Des Unions aux mains de la désunion

Par Mohamed El-Abassi

D’une dérive à l’autre, l’Union Africaine comme l’Union du Maghreb Arabe, sont l’otage de certaines parties qui leur commandent de violer la souveraineté des Etats membres pour satisfaire des desseins occultes. 

Si les accointances fortement suspectes du Président de la commission de l’UA avec l’entité sioniste dans une tentative d’intégrer celle-ci au sein de l’Organisation panafricaine a essuyé un cuisant échec grâce à l’Algérie et à l’Afrique du Sud avec l’appui des Etats membres, M. Faki Moussa Mahamat  récidive en s’associant délibérément à une combine concertée avec le vieux secrétaire général sortant de l’Union du Maghreb Arabe.

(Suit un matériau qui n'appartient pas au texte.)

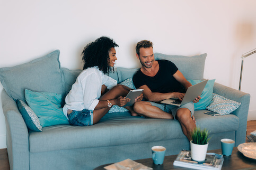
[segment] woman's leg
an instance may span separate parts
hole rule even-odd
[[[104,89],[104,88],[102,88],[102,89]],[[111,100],[116,99],[120,96],[125,97],[130,90],[131,89],[126,86],[117,85],[102,96],[99,100]],[[110,108],[107,107],[102,109],[94,110],[93,111],[93,124],[96,124],[109,111],[109,109]]]

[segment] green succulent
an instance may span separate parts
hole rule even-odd
[[[200,127],[197,127],[191,132],[192,142],[198,145],[206,144],[210,139],[208,138],[209,135],[208,130],[201,130]]]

Dès lors, le triptyque est tout identifié, le Makhzen qui instrumentalise le personnage de M. Bekouche qui, à son tour, concocte l’ouverture et la désignation d’une ancienne diplomate consulaire marocaine en Italie, érigée en pseudo fonctionnaire de l’UMA pour lui faire présenter illégitimement des lettres de créance auprès de l’Organisation panafricaine.

Un scénario cousu de fil blanc et d’une flagrante entorse à la procédure requise tant la combine concertée à trois, sent le coup fourré à mille lieux.

Qu’un ancien ministre tunisien réfractaire de l’autorité de son  propre pays qui l’avait parrainé pour le poste de secrétaire général de l’Union du Maghreb Arabe en arrive à se vendre de la sorte pour les desseins du Makhzen qui le nourrit, le loge et le chouchoute, en toute bienveillante attention, en contrepartie de services commandés,  devrait interpeller les Etats membres  pour comprendre  pourquoi et comment cette personnalité censée unir en arrive à approfondir la désunion.

  1. Tayeb Bekouche qui, n’est pas si muet, a produit, en s’érigeant secrétaire général « intérimaire » de l’Organisation maghrébine, un communiqué truffé de contre-vérités et  de mensonges :
  • M. Tayeb Bekouche n’a aucun droit de se prévaloir de la fonction de secrétaire général de l’U.M.A puisque son second et dernier mandat non renouvelable s’est définitivement achevé le 1er aout 2022 ;
  • Il n‘existe aucun texte prévoyant un quelconque intérim au poste de secrétaire général de l’U.M.A. La Tunisie à laquelle revient le droit à ce poste doit maintenant proposer aux Etats membres, la désignation d’un successeur ;
  • En décidant l’ouverture d’un bureau de représentation et en nommant une diplomate consulaire sans aucune expérience africaine, M. Bekouche a violé les règles de la consultation préalable et du consensus de tous les Etats membres contenues dans les décisions adoptées par le conseil présidentiel de l’UMA.

Si M. Tayeb Bekouche, n’a point de droit de cité accolé à l’UMA,  M. Faki Mussa Mahamat devrait avant toute décision impliquant les Etats membres de l’Organisation panafricaine penser à ses prédécesseurs à la tête de celle-ci qui n’avaient pour objectif que d’unir au lieu de désunir, intégrer au lieu de désintégrer, émanciper au lieu d’encourager l’asservissement,  consulter au lieu d’imposer et veiller à laisser un héritage panafricain au lieu d’un nom dans l’anonymat de l’Histoire.